Over the last three months I’ve been working on a travelling exhibition project for the BBC linked to their forthcoming TV series Turn Back Time: the High Street. The exhibition, which opens tomorrow, will travel to 11 locations across the UK over the next seven weeks, stopping in at unused shops on high streets across the country.
The programme sees a group of shopkeepers taken back in time to different periods from the 1870s to the 1970s, with the aim of trying to run their shop in that era. So the butcher has to adapt to life in a Victorian butchery, then Edwardian etc, right up to today. Each week the shopkeepers get told their new historical period and are presented with challenges along the way, such as rationing.
The BBC’s learning team have a project called Hands On History, which is about getting people to engage with history in new and interesting ways. As part of the campaign for this programme they commissioned the event production company Innovision, and me, to come up with an interactive, educational history experience that can travel to the pop-up-shops across the country while the show is in transmission.

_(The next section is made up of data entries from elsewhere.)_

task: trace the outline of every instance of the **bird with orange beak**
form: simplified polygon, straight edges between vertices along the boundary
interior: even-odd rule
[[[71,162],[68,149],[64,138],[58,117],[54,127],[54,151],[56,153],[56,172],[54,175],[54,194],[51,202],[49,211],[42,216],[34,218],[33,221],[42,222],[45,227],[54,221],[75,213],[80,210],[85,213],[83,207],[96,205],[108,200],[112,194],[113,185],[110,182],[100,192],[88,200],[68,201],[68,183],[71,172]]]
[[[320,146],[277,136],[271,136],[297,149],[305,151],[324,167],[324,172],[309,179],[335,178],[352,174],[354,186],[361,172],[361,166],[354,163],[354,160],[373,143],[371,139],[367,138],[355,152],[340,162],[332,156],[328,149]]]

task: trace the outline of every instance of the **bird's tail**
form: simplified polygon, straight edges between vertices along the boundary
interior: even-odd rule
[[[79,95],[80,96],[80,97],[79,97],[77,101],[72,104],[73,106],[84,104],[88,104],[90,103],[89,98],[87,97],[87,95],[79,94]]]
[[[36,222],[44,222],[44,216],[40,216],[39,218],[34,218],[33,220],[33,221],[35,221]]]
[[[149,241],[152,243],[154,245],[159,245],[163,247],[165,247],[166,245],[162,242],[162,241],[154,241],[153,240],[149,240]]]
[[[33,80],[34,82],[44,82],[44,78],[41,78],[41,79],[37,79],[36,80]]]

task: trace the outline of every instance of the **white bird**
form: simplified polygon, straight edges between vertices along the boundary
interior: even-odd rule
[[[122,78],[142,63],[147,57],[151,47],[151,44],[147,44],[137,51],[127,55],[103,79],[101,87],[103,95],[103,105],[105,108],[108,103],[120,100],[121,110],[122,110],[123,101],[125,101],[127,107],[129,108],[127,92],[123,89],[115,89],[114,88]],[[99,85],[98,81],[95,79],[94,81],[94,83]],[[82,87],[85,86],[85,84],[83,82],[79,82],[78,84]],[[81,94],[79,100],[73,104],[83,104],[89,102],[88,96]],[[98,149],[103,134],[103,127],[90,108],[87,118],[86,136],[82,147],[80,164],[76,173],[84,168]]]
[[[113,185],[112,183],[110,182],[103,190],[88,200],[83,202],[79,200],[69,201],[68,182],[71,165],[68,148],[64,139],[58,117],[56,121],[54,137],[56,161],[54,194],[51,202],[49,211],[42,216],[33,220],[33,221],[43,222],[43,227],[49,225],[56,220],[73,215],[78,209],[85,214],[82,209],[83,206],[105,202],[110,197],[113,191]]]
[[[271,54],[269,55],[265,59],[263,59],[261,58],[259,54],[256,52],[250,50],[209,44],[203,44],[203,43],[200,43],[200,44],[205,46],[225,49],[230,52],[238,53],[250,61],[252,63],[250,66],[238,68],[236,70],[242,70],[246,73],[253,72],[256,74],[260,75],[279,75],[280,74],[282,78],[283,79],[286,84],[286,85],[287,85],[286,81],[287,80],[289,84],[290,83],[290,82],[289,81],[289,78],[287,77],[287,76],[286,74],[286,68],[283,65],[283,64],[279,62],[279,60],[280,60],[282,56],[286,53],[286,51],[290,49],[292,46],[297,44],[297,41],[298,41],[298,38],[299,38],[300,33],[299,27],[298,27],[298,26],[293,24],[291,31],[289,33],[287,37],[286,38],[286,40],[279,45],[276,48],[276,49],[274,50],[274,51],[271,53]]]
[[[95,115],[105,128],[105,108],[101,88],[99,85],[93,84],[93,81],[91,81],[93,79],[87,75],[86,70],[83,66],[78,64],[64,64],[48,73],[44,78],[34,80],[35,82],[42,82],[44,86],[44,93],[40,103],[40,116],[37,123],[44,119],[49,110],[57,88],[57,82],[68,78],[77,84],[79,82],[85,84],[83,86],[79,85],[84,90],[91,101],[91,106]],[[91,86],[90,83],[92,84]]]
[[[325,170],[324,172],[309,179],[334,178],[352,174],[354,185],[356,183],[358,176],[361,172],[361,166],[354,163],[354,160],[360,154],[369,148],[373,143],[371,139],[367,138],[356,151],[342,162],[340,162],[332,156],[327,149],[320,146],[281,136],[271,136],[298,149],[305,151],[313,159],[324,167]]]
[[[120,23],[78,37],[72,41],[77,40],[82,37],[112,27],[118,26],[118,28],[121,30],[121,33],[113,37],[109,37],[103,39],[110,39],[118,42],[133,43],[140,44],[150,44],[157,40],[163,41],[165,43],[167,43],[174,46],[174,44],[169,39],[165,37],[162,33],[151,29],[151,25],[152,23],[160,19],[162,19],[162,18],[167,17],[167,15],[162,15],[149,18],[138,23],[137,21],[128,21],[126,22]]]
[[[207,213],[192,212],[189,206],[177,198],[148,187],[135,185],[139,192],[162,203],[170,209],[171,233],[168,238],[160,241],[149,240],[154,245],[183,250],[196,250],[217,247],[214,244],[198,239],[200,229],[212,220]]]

We’ve created a flexible, modular piece of kit which can be moved each week into spaces of varying sizes. The first part of the ‘experience’ is a recreated 1930s grocer’s shop, complete with counter, till, scales and lots of lovely 30s products. We’ve commissioned interactive live interpretation company Past Pleasures to provide actors in role as a 1930s shopkeeper and customer.
Visitors then get to go into the back room of the shop where they will encounter a range of interactive elements, such as a timeline of the high street, with smelly games and things to touch; a place to record the memories of the high street; a chance to dress up and local resources about the history of the area.